Starting Your Thesis
Professor Thomas M. Cooney (B.Comm, MBA, PhD, MMII, MCIM, FIMCA)

Professor in Entrepreneurship at the Dublin Institute of Technology

Academic Director of the DIT Institute for Minority Entrepreneurship

Chair of the ICSB 2014 World Entrepreneurship Conference

Council Member of Irish Research Council

1. Start your thesis with a Working Title in the form of a question (the question cannot be answered with a Yes or No). This Working Title will ensure that you will stay focused with your reading, research and writing.

2. Once you have decided your Working Title, create a detailed Table of Contents which should be very close to your final TOC. This takes some time to do properly but once completed it will mean that you will now know exactly what your thesis is about and how you are going to structure. The rest is simply filling in the content.

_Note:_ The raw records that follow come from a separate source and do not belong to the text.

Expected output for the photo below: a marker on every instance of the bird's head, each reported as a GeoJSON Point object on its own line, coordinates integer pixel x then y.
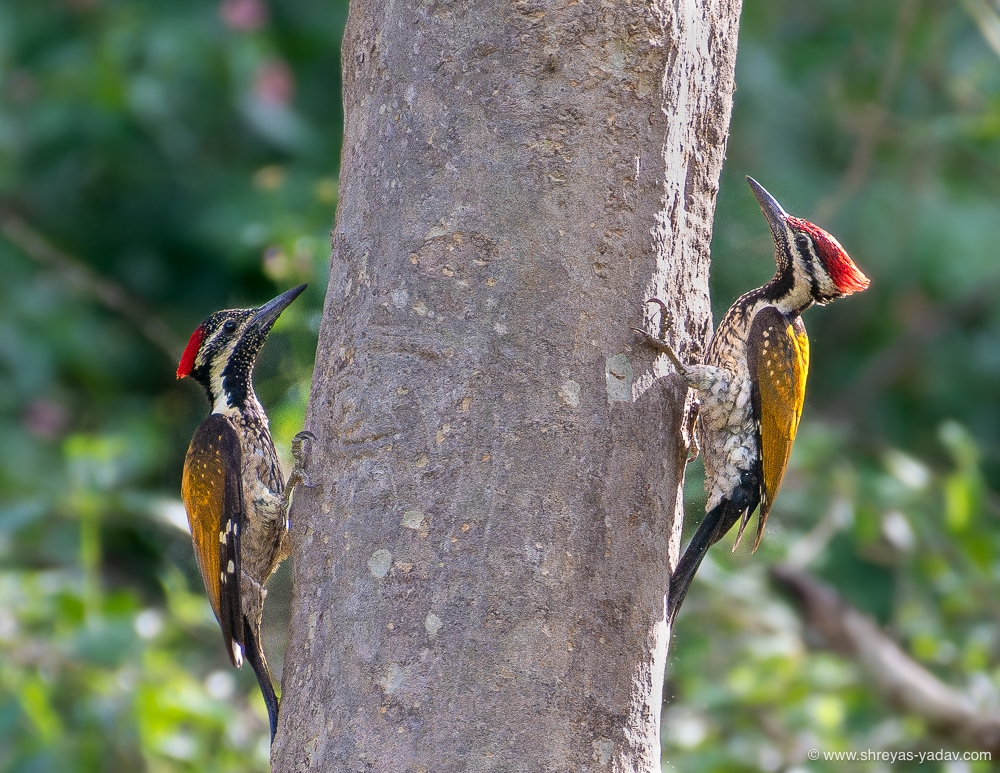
{"type": "Point", "coordinates": [222, 350]}
{"type": "Point", "coordinates": [811, 264]}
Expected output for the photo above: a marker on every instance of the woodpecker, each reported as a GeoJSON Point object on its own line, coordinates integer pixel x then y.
{"type": "Point", "coordinates": [236, 498]}
{"type": "Point", "coordinates": [751, 382]}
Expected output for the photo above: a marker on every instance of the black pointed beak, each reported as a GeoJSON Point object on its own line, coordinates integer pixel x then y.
{"type": "Point", "coordinates": [266, 315]}
{"type": "Point", "coordinates": [772, 210]}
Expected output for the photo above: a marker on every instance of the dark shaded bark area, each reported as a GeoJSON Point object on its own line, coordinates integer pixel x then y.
{"type": "Point", "coordinates": [480, 573]}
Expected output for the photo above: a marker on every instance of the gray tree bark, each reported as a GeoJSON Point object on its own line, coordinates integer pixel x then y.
{"type": "Point", "coordinates": [480, 574]}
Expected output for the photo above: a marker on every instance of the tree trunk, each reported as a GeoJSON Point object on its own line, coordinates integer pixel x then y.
{"type": "Point", "coordinates": [480, 573]}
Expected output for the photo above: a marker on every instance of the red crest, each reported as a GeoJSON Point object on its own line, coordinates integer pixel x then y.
{"type": "Point", "coordinates": [838, 264]}
{"type": "Point", "coordinates": [190, 353]}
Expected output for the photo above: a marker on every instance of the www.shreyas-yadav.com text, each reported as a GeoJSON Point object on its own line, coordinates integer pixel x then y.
{"type": "Point", "coordinates": [870, 755]}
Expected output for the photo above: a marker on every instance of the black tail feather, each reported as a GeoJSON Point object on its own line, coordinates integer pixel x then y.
{"type": "Point", "coordinates": [717, 522]}
{"type": "Point", "coordinates": [255, 656]}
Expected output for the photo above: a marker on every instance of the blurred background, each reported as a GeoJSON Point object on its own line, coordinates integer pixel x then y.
{"type": "Point", "coordinates": [159, 161]}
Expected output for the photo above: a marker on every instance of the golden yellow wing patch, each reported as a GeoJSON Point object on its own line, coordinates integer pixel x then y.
{"type": "Point", "coordinates": [778, 357]}
{"type": "Point", "coordinates": [213, 497]}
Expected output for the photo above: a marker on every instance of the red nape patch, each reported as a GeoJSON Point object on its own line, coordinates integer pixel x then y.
{"type": "Point", "coordinates": [838, 264]}
{"type": "Point", "coordinates": [190, 352]}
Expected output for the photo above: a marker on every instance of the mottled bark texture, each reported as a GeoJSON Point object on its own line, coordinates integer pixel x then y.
{"type": "Point", "coordinates": [480, 572]}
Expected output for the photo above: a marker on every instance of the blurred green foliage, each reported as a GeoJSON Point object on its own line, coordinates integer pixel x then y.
{"type": "Point", "coordinates": [159, 161]}
{"type": "Point", "coordinates": [880, 122]}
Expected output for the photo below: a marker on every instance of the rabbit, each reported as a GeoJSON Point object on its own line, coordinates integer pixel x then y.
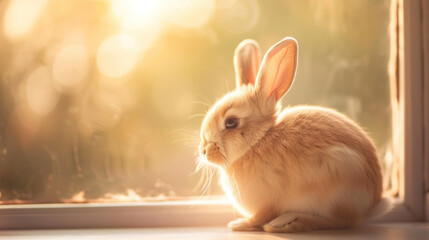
{"type": "Point", "coordinates": [298, 169]}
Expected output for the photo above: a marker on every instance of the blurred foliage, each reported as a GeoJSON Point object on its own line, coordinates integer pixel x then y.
{"type": "Point", "coordinates": [76, 127]}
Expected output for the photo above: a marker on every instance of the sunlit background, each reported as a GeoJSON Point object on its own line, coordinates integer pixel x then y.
{"type": "Point", "coordinates": [103, 99]}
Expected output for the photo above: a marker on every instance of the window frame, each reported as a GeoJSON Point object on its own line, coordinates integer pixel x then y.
{"type": "Point", "coordinates": [411, 128]}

3. Each Chapter must seek to help answer the question in the Working Title, each Section must help the Chapter, each Sub-Section must help the Section. If you are not doing this then there will be a breakdown of coherency in your work. Chapters are not written as silos but should form a ‘river of words’.

4. Each paragraph must address a single issue / point and should be discussed in a meaningful fashion. This cannot be done in short paragraphs and so I recommend that paragraphs should be at least 10 lines minimum.

5. No paragraph should start or finish with a quote, table, diagram or list as they make no sense without an introduction before it and a discussion afterwards. For example, finishing a paragraph with a list is just leaving the discussion in mid-air and is saying to reader that they have to work the matter out for themselves.

6. And the end of each paragraph, section and chapter, ask the question ‘So What?’ Your final sentence in a sub-section, paragraph in a section, and section in a chapter should answer this question for the reader.

7. Write in the third person as the work is meant to be an objective, scientific piece of research. Ensure that your work is discursive, not descriptive.